3. **Storage Mechanism:** By default, cache() uses memory. If data doesn’t fit into memory, Spark will store it on disk.

4. **Cache Control:** Using cache() saves data with the storage level MEMORY_ONLY. Other levels, like MEMORY_AND_DISK, can be used with persist().

5. No need to dive too deep into the details.
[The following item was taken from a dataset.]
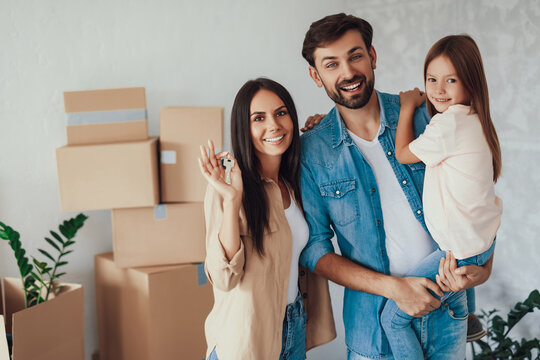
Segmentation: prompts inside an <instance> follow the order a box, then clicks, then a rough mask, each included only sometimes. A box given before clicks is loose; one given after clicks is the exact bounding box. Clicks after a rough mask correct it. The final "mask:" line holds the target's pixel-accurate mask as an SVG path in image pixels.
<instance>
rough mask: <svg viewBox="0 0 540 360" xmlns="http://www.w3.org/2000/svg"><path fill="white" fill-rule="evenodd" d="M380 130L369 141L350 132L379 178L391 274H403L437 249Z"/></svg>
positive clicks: (381, 202) (382, 210)
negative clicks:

Just know that memory storage is common, and disk storage is rare 😉.

```python

from pyspark.sql import SparkSession

# Create Spark session

spark = SparkSession.builder \

    .master("local[*]") \

    .config("spark.sql.shuffle.partitions", "2") \

    .appName("MyGoitSparkSandbox") \

    .getOrCreate()

# Load dataset

nuek_df = spark.read \

    .option("header", "true") \

    .option("inferSchema", "true") \

    .csv('./nuek-vuh3.csv')

nuek_repart = nuek_df.repartition(2)

nuek_processed_cached = nuek_repart \

    .where("final_priority < 3") \

    .select("unit_id", "final_priority") \

    .groupBy("unit_id") \

    .count() \

    .cache()  # Added cache function

# Intermediate action: collect

nuek_processed_cached.collect()

# Additional line added here

nuek_processed = nuek_processed_cached.where("count>2")

nuek_processed.collect()

input("Press Enter to continue...5")

# Release memory from DataFrame

nuek_processed_cached.unpersist()

# Close Spark session

spark.stop()

```

Run the code. Take a screenshot of all Jobs (there should be 7).

🧠 Think: Why does using cache() reduce the number of Jobs?